Habe jetzt ein Angebot für ein Starterkit bekommen mit einer Melsec FX1N, Kabel und Software. Steht jetzt aber nicht genauer bei welche Software. Ich möchte ja wie gesagt die FXON programmieren. Wird das mit dieser Software dann auch möglich sein?


----------



## HaDi (5 Dezember 2008)

Das sollte möglich sein. Es gibt, so hab ich es jedenfalls verstanden, 4 Softwarepakete von Mitsubishi und selbst das "kleinste" (GX Developer-FX) kann m.W. alle FX-Steuerungen, auf jeden Fall aber die FX1N und die FX0N.

Grüße von HaDi


----------



## tobias (5 Dezember 2008)

Hallo
ich meine, dass mit evtl. kleinen Einschränkungen in Spezialfunktionen der Kommunikation, für die FX0N auch die ältere 'Medoc' Software ausreicht.
Bei den älteren (abgerundete Kanten) Modelle sowieso, und mit den neueren (eckige Kanten) Modellen bemerkte ich da nie einen Unterschied zu GX-Developer - ausser das es wesentlich einfacher ging in Medoc zu programmieren ...
Es soll aber auch noch eine 'dritte Generation' der FX0N-'Boxen' geben, die ich noch nicht sah oder bei mir ausprobierte. Da weiss ich nicht ob das Medoc da noch funzt.
Bei 'ner neuen 40MT-DSS FX0N probierte ichs vor kurzem mit Medoc & WinXP und das rannte. Ich denke mal das Mdoc ist billiger und einfacher aufzutreiben, das Verbindungskabel ist ja nur ein 0815- RS422 (485 Vierdraht) Wandler bei 9600Bd.; der 8-polige MiniDin Stecker an der CPU hingegen etwas fummeliger selbst zusammenzulöten, wobei es aber günstige fertige Adapterstecker D-Sub9 auf MiniDin8 gibt


----------



## nico (5 Dezember 2008)

Habe jetzt den GX Developer. Habe mir das Programm auch schon von der SPS runtergezogen. War kein Passwort drauf. Jetzt mal schauen wie das ganze Programm funktioniert und dann meine Erweiterungen einbauen. Bin Kontaktplan und diese Befehlsstruktur überhaupt nicht gewöhnt. Naja, muss ich mich mal ein wenig einarbeiten...

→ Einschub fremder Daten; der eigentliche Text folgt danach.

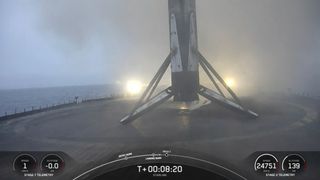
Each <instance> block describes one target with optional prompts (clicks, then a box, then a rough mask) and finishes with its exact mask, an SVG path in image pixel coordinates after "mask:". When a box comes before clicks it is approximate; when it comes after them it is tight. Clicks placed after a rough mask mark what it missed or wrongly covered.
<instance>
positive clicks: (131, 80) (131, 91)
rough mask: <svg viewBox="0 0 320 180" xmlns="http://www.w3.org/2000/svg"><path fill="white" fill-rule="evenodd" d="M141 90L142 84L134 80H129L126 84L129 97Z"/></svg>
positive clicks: (141, 89)
mask: <svg viewBox="0 0 320 180" xmlns="http://www.w3.org/2000/svg"><path fill="white" fill-rule="evenodd" d="M141 90H142V83H141V82H140V81H136V80H130V81H128V82H127V84H126V91H127V93H129V94H130V95H137V94H139V93H140V92H141Z"/></svg>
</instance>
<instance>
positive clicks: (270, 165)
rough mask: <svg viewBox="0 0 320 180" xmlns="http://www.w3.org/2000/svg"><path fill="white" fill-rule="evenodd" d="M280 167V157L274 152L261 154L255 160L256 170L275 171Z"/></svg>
mask: <svg viewBox="0 0 320 180" xmlns="http://www.w3.org/2000/svg"><path fill="white" fill-rule="evenodd" d="M278 169H279V163H278V159H277V158H276V157H275V156H274V155H272V154H261V155H260V156H258V157H257V159H256V160H255V162H254V170H255V171H256V172H258V173H275V172H277V170H278Z"/></svg>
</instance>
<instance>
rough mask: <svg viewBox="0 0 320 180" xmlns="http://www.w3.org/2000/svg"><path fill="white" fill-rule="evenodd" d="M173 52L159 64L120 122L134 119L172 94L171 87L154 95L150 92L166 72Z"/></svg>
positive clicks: (149, 109)
mask: <svg viewBox="0 0 320 180" xmlns="http://www.w3.org/2000/svg"><path fill="white" fill-rule="evenodd" d="M174 53H175V51H172V52H171V53H170V54H169V55H168V56H167V58H166V59H165V61H164V62H163V63H162V65H161V66H160V68H159V70H158V71H157V73H156V74H155V76H154V77H153V78H152V80H151V81H150V83H149V85H148V86H147V88H146V90H145V91H144V92H143V94H142V96H141V97H140V99H139V101H138V102H137V104H136V105H135V106H134V108H133V110H132V111H131V112H130V113H129V115H127V116H125V117H124V118H122V119H121V120H120V122H121V123H123V124H125V123H128V122H129V121H131V120H134V119H136V118H137V117H139V116H140V115H142V114H143V113H144V112H145V111H147V110H150V109H152V108H154V107H155V106H157V105H158V104H161V103H162V102H164V101H166V100H168V99H169V98H171V97H172V96H173V94H172V90H171V87H169V88H167V89H165V90H163V91H161V92H160V93H158V94H157V95H155V96H154V97H152V94H153V93H154V91H155V89H156V88H157V86H158V84H159V82H160V80H161V78H162V77H163V75H164V73H165V72H166V70H167V68H168V66H169V65H170V62H171V57H172V55H173V54H174ZM151 97H152V98H151Z"/></svg>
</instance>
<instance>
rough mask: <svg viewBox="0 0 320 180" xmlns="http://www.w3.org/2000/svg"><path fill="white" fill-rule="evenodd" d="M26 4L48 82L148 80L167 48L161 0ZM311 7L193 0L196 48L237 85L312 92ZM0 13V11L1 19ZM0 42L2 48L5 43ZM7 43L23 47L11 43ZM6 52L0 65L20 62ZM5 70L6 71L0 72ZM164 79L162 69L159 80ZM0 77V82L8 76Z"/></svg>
mask: <svg viewBox="0 0 320 180" xmlns="http://www.w3.org/2000/svg"><path fill="white" fill-rule="evenodd" d="M6 2H7V1H6ZM2 3H3V2H2ZM3 4H5V3H3ZM11 4H12V3H11ZM21 4H23V2H22V1H17V2H16V3H15V4H13V5H11V7H12V8H13V9H14V8H17V7H19V8H20V9H21V7H20V5H21ZM24 4H26V3H25V2H24ZM27 4H28V7H29V8H30V9H32V13H31V10H30V12H29V11H28V9H26V8H22V9H23V10H25V11H20V13H22V14H23V15H25V16H26V17H25V18H26V19H27V20H28V19H29V20H30V22H29V24H27V25H26V26H28V25H30V27H31V28H30V29H29V30H27V32H28V31H30V32H32V31H34V32H33V33H31V35H29V36H28V38H27V39H29V38H30V39H38V40H37V41H38V43H36V44H34V42H33V43H30V44H31V46H30V48H38V49H39V51H41V50H42V49H43V45H42V44H46V46H47V48H46V50H45V51H43V52H44V53H40V54H41V58H42V59H43V58H45V57H46V56H47V57H49V56H50V57H54V58H48V59H50V60H41V61H40V62H41V63H40V64H39V63H38V64H39V65H36V64H35V62H34V61H31V62H32V63H34V64H33V65H32V66H40V67H39V68H40V69H41V67H43V66H50V67H51V68H53V69H55V70H56V72H57V74H58V75H56V74H55V73H54V71H53V70H52V72H51V71H50V70H49V71H46V72H44V71H41V70H40V71H39V72H38V73H39V74H42V73H45V74H47V76H48V77H49V79H53V81H54V80H55V81H54V82H56V83H55V84H59V83H60V84H73V83H78V84H90V83H107V82H110V83H112V82H115V81H117V80H125V79H127V78H130V77H136V78H140V79H142V80H143V81H145V82H148V80H150V79H151V77H152V75H153V74H154V73H155V71H156V70H157V68H158V67H159V65H160V64H161V62H162V61H163V60H164V58H165V57H166V56H167V54H168V51H169V37H168V14H167V13H168V12H167V1H165V0H163V1H150V0H130V1H129V0H126V1H125V0H109V1H104V0H90V1H87V0H68V1H63V0H55V1H41V2H40V3H39V1H28V3H27ZM14 12H15V11H11V13H14ZM319 12H320V3H319V1H317V0H282V1H278V0H269V1H256V0H245V1H236V0H216V1H211V0H198V1H197V21H198V33H199V47H200V50H201V51H202V52H203V54H204V55H205V56H206V57H207V58H208V60H209V61H211V63H212V64H213V65H214V66H215V67H216V69H217V70H218V71H219V72H220V73H221V74H222V75H223V76H233V77H235V79H237V81H239V83H240V84H241V85H242V86H243V87H245V88H243V89H256V88H260V89H267V90H281V89H286V88H293V89H297V90H301V91H308V92H312V93H319V91H320V87H319V86H320V85H319V84H320V83H317V81H318V79H319V78H320V71H318V69H319V67H320V51H319V49H320V23H319V22H318V21H319V20H318V19H319V17H320V14H319ZM7 14H10V12H7ZM7 14H1V16H2V17H4V18H3V19H5V17H6V16H5V15H7ZM20 20H21V19H16V21H20ZM31 20H32V21H31ZM27 22H28V21H27ZM16 31H17V33H16V34H19V33H20V31H18V30H16ZM31 36H32V37H31ZM7 41H8V40H7ZM18 42H19V41H18ZM0 45H2V46H5V48H7V49H10V48H9V46H8V44H3V43H0ZM46 46H45V47H46ZM17 47H18V48H17ZM12 48H17V49H16V50H15V51H23V50H22V48H21V47H20V46H17V45H13V46H12V47H11V49H12ZM33 53H34V52H33ZM6 54H7V56H6V58H7V57H8V56H9V55H10V57H11V59H12V60H10V62H8V61H5V60H3V59H4V58H5V57H1V61H4V63H5V64H6V65H5V66H6V67H8V68H6V69H10V68H11V69H15V65H20V64H21V60H20V61H18V60H17V59H21V58H22V57H20V58H17V55H12V54H11V53H8V52H7V53H6ZM23 55H24V57H25V58H26V59H28V58H34V56H33V55H30V54H27V55H26V54H23ZM39 56H40V55H39ZM57 59H58V60H57ZM25 61H27V60H25ZM26 63H27V62H26ZM27 67H28V68H29V70H23V69H21V68H20V69H19V68H16V69H17V70H16V71H11V72H14V74H11V76H16V74H19V73H22V74H28V73H29V74H30V71H32V72H37V70H36V69H39V68H35V69H33V68H32V67H31V66H30V65H29V66H27ZM18 72H19V73H18ZM0 74H1V73H0ZM5 76H10V72H6V73H5V74H2V77H5ZM61 77H65V78H61ZM56 79H65V80H63V81H62V80H61V81H59V80H56ZM168 79H169V77H168V76H167V78H166V81H167V82H168ZM0 80H1V81H0V82H1V83H2V84H6V81H8V80H7V79H3V78H2V79H0ZM43 81H44V80H43ZM33 84H37V83H33ZM44 84H45V83H44ZM3 86H4V85H3Z"/></svg>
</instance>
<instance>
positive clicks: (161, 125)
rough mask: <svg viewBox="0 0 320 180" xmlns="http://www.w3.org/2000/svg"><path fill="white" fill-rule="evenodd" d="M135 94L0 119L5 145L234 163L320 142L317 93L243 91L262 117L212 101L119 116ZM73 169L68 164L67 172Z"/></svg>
mask: <svg viewBox="0 0 320 180" xmlns="http://www.w3.org/2000/svg"><path fill="white" fill-rule="evenodd" d="M134 102H135V101H134V100H125V99H118V100H109V101H96V102H87V103H82V104H78V105H74V106H70V107H66V108H62V109H56V110H52V111H48V112H42V113H39V114H34V115H30V116H25V117H20V118H16V119H12V120H7V121H2V122H0V151H19V152H20V151H62V152H64V153H66V154H68V155H69V156H71V158H72V159H74V160H75V161H76V162H77V163H78V164H80V165H83V167H82V169H86V168H88V167H86V165H88V163H91V165H92V166H94V163H95V162H103V159H104V158H108V157H109V158H110V157H114V156H116V155H117V154H121V153H126V152H132V151H134V150H136V149H150V150H153V151H157V150H160V149H171V150H172V151H174V150H177V151H178V149H184V150H188V151H190V152H195V155H197V153H199V154H206V155H208V158H210V157H212V158H213V159H215V158H217V159H219V160H221V161H222V162H228V163H229V164H232V165H234V166H236V167H243V164H244V162H245V159H246V158H247V157H248V156H250V155H251V154H252V153H254V152H256V151H288V150H290V151H319V150H320V144H319V139H318V138H319V137H320V131H319V129H320V123H319V116H318V113H319V112H318V110H319V105H320V103H319V101H317V100H312V99H305V98H298V97H292V96H290V97H284V96H282V97H278V96H275V95H273V96H263V97H257V98H254V100H252V99H244V104H248V105H249V106H250V107H253V109H254V110H255V111H256V112H257V113H259V115H260V117H259V118H258V119H247V118H246V117H243V116H241V115H238V114H237V113H234V112H232V111H230V110H227V109H224V108H222V107H220V106H219V105H215V104H211V105H206V106H204V107H202V108H200V109H197V110H194V111H192V112H183V111H180V110H177V109H174V108H172V106H170V105H168V104H170V103H171V102H167V103H165V104H163V105H161V106H160V107H158V108H156V109H154V110H152V111H151V112H149V113H147V114H146V115H145V116H143V117H140V118H139V119H137V120H135V121H133V122H132V123H129V124H127V125H122V124H120V123H119V120H120V119H121V118H122V117H123V116H125V115H126V114H127V113H128V112H129V111H130V110H131V109H132V107H133V105H134ZM67 163H68V162H66V167H65V171H66V172H68V171H69V170H68V168H70V166H69V167H68V164H67ZM250 167H251V165H250ZM244 168H245V167H244ZM8 169H9V170H8ZM10 169H12V167H11V164H4V163H1V164H0V172H1V174H2V175H4V176H5V177H6V176H8V177H9V176H10V175H12V174H11V173H14V172H13V171H12V170H10ZM71 169H72V168H71ZM77 173H80V172H77ZM67 174H68V173H67ZM76 175H77V174H72V173H71V170H70V171H69V174H68V176H70V177H72V176H76ZM62 176H63V174H62Z"/></svg>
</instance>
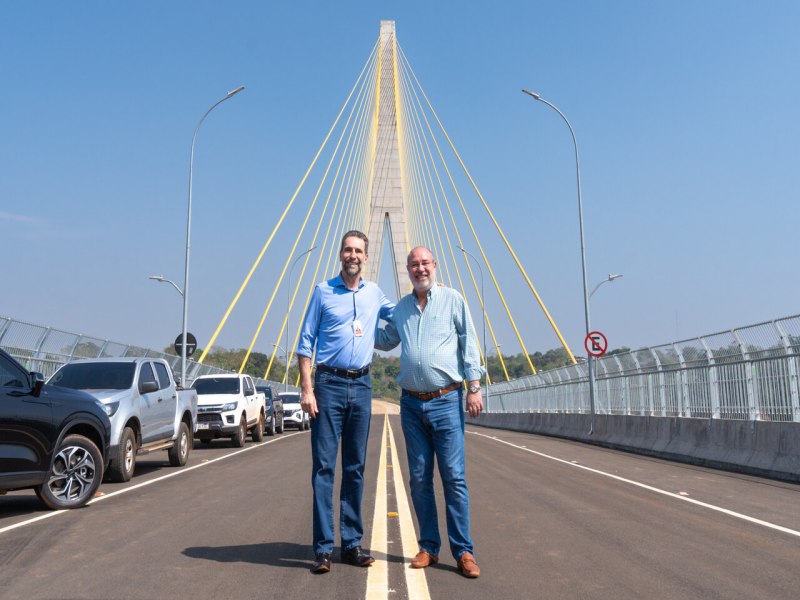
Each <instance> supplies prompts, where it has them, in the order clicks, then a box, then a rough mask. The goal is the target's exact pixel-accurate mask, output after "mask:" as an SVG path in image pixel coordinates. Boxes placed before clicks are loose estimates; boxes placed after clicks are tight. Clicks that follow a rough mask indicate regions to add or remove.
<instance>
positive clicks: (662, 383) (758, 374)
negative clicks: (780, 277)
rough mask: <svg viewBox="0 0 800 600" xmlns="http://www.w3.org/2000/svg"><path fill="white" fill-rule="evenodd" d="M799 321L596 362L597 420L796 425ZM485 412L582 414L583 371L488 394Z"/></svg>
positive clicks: (799, 331)
mask: <svg viewBox="0 0 800 600" xmlns="http://www.w3.org/2000/svg"><path fill="white" fill-rule="evenodd" d="M798 374H800V315H795V316H791V317H786V318H782V319H775V320H772V321H765V322H763V323H757V324H755V325H749V326H746V327H740V328H735V329H731V330H729V331H724V332H720V333H715V334H712V335H707V336H702V337H698V338H693V339H688V340H682V341H678V342H673V343H671V344H665V345H662V346H656V347H653V348H642V349H639V350H633V351H630V352H625V353H619V354H613V355H610V356H604V357H602V358H599V359H595V411H596V412H597V413H598V414H613V415H641V416H662V417H669V416H675V417H701V418H711V419H737V420H765V421H795V422H798V421H800V378H799V377H798ZM487 412H490V413H504V412H506V413H513V412H545V413H589V412H590V406H589V380H588V371H587V367H586V364H585V363H580V364H577V365H571V366H568V367H562V368H560V369H553V370H551V371H545V372H539V373H537V374H536V375H530V376H528V377H523V378H521V379H516V380H514V381H506V382H501V383H495V384H492V385H491V386H490V387H489V393H488V401H487Z"/></svg>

Werde euch dann wohl noch mit ein paar Fragen weiternerven  

Danke aber ersteinmal!


----------



## nico (12 Dezember 2008)

Guten Morgen,

ich hätte mal eine Frage zu den S-Merkern. Sind diese ausschließlich für eine Schrittkettenprogrammierung gedacht? Die Hilfe bei der Software gibt leider nicht viel her außer das eine Schrittkette mit einer STL-Anweisung gestartet werden kann z.B.: STL S0. Ein RET-Befehl beendet eine Schrittkette wieder.

Wäre schön, wenn mir einer erklären kann wie so eine Schrittkette programmiert wird und deren Ablauf ist.


----------



## MSB (12 Dezember 2008)

Bevorzugt werden die S-Merker für Schrittketten verwendet,
einfach weil es eben den ganz interessanten STL / RET Befehl gibt.

Die die allerdings nicht für eine Schrittkette benötigt werden könnnen auch als ganz normale Merker verwendet werden.

P.S. Als Handbuch solltest du dir das entsprechende Programmierhandbuch von Mitsubishi holen.
mitsubishi-automation.de

Da sind eigentlich für jeden Befehl ganz passable Beispiel/Erklärungen dabei.

Mfg
Manuel


----------



## nico (12 Dezember 2008)

Wird denn da bei so einer Schrittkette der jeweils vorausgehende Merker automatisch zurückgesetzt wenn ich mit dem STL-Befehl arbeite?


----------